A quicker pullout is popular with many Democrats and war-weary voters. But “the risk there is the Afghans aren’t ready to take over,” Gelb said.
Asked about Romney’s declaration that Russia is “our number one geopolitical foe,” Brown said he disagrees with that assessment. He said he is concerned, however, that Russia is not doing enough to prevent Iran from obtaining a nuclear weapon.
Warren said she, too, disagrees with Romney’s view of Russia and indicated she does not consider the country either friend or foe. She said the United States must work with Russia to pressure Iran, Syria, and North Korea, and “stand up vigorously” when Russia tramples its citizens’ rights.
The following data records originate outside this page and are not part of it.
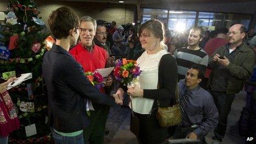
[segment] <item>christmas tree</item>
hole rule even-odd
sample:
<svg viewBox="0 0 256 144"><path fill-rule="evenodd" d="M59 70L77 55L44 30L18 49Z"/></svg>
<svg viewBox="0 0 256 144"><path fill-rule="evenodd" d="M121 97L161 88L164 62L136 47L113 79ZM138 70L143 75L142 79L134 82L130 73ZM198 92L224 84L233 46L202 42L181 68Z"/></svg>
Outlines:
<svg viewBox="0 0 256 144"><path fill-rule="evenodd" d="M38 17L34 1L10 0L7 9L6 24L0 31L0 74L5 78L18 77L25 73L33 74L32 79L8 90L21 124L18 130L10 134L9 141L45 142L50 139L50 131L47 124L47 97L41 77L41 63L46 51L45 40L49 34L42 31L45 23ZM28 129L34 132L26 131Z"/></svg>

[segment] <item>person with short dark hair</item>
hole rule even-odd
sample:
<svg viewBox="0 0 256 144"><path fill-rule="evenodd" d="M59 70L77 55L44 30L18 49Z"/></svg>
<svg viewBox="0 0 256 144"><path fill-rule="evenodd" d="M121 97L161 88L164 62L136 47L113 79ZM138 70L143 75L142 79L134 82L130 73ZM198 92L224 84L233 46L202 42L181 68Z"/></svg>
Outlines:
<svg viewBox="0 0 256 144"><path fill-rule="evenodd" d="M185 78L186 72L195 64L199 65L204 71L208 65L208 55L199 45L204 37L204 30L199 26L192 28L188 38L188 47L177 49L174 57L177 61L178 80Z"/></svg>
<svg viewBox="0 0 256 144"><path fill-rule="evenodd" d="M218 111L212 97L199 86L204 74L200 66L193 65L185 79L178 84L182 121L176 127L174 139L199 139L204 143L205 136L217 125Z"/></svg>
<svg viewBox="0 0 256 144"><path fill-rule="evenodd" d="M218 124L212 137L215 143L224 138L235 94L243 89L253 72L254 52L244 42L245 30L242 24L230 27L227 33L228 43L217 49L209 60L208 67L212 71L207 87L219 113Z"/></svg>
<svg viewBox="0 0 256 144"><path fill-rule="evenodd" d="M46 52L42 65L48 92L49 120L55 143L84 143L83 130L88 127L86 114L88 99L112 106L121 103L118 97L110 97L94 87L86 78L83 69L68 53L79 34L79 18L71 9L61 7L53 11L48 23L56 44Z"/></svg>
<svg viewBox="0 0 256 144"><path fill-rule="evenodd" d="M112 55L112 52L111 52L110 47L110 44L109 42L106 41L107 35L108 33L106 32L106 29L105 24L103 23L97 23L96 34L95 35L93 41L95 45L106 50L109 55L110 56Z"/></svg>
<svg viewBox="0 0 256 144"><path fill-rule="evenodd" d="M79 26L82 30L79 35L81 41L70 51L70 53L82 65L84 72L94 72L97 69L111 66L111 63L107 51L97 45L94 45L93 42L97 33L96 20L87 15L83 17L80 19L80 22ZM102 28L103 28L103 30L104 30L104 27ZM100 33L103 33L104 36L106 34L104 33L106 33L105 31ZM98 36L101 35L98 34ZM111 80L106 81L105 88L102 88L99 89L100 91L103 93L110 93L110 92L106 90L106 87L111 85L112 82ZM89 101L88 104L90 105L89 109L91 122L89 127L84 130L84 141L86 143L88 141L92 143L103 143L104 130L110 107L97 104L93 100Z"/></svg>
<svg viewBox="0 0 256 144"><path fill-rule="evenodd" d="M227 33L228 32L228 30L226 28L222 28L217 30L216 31L217 33L216 38L208 41L204 48L204 50L209 56L212 55L212 54L214 54L218 48L227 43ZM205 71L205 79L204 79L203 81L204 86L206 86L208 78L210 77L211 72L211 70L210 70L209 68L206 69Z"/></svg>

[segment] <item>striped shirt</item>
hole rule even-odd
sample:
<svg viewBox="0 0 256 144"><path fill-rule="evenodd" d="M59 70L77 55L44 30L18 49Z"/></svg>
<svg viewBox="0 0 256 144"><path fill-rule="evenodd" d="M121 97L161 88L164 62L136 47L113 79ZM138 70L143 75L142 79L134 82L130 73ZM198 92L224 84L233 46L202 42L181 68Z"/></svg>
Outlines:
<svg viewBox="0 0 256 144"><path fill-rule="evenodd" d="M194 65L199 65L205 71L209 56L202 49L189 50L186 47L177 49L174 52L178 66L178 80L185 78L186 72Z"/></svg>

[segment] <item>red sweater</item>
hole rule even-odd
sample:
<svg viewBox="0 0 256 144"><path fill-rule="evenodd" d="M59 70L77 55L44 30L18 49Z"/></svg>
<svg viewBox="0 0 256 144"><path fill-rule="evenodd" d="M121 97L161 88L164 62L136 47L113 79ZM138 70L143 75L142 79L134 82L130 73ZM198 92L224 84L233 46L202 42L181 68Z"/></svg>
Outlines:
<svg viewBox="0 0 256 144"><path fill-rule="evenodd" d="M108 52L96 45L89 51L79 43L70 53L82 65L84 72L94 72L97 68L105 68L108 60Z"/></svg>
<svg viewBox="0 0 256 144"><path fill-rule="evenodd" d="M69 52L82 65L84 72L94 72L96 69L105 68L109 59L108 52L96 45L89 51L79 43ZM101 88L100 91L105 93L104 88Z"/></svg>

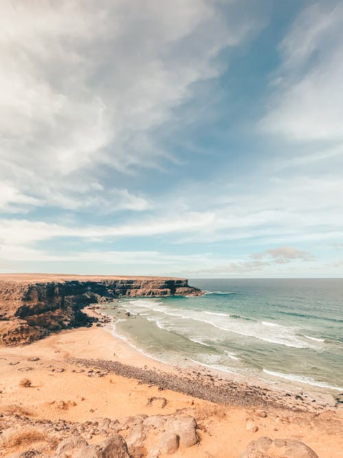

“In short, we have interests, and they have interests,” she wrote. “We work together where we can, and we pursue a separate course where it makes sense for us.”
Asked about another Romney argument, that Obama conducted an “apology tour” early in his term that projected a weak image overseas, Brown made clear he does not share that view.
“I’ll let the pundits characterize how the president’s ‘tone’ is perceived abroad,” Brown wrote. “President Obama has had some notable successes in his foreign policy, including the battle against terrorism around the world.”
Warren bashed Romney’s line about an “apology tour.”
“Nothing like that ever happened, and Republicans should be called out for making false claims,” she wrote. “President Obama has taken a tough, smart, and pragmatic approach to foreign policy that has not only gotten results but also repaired our image and leadership around the world.”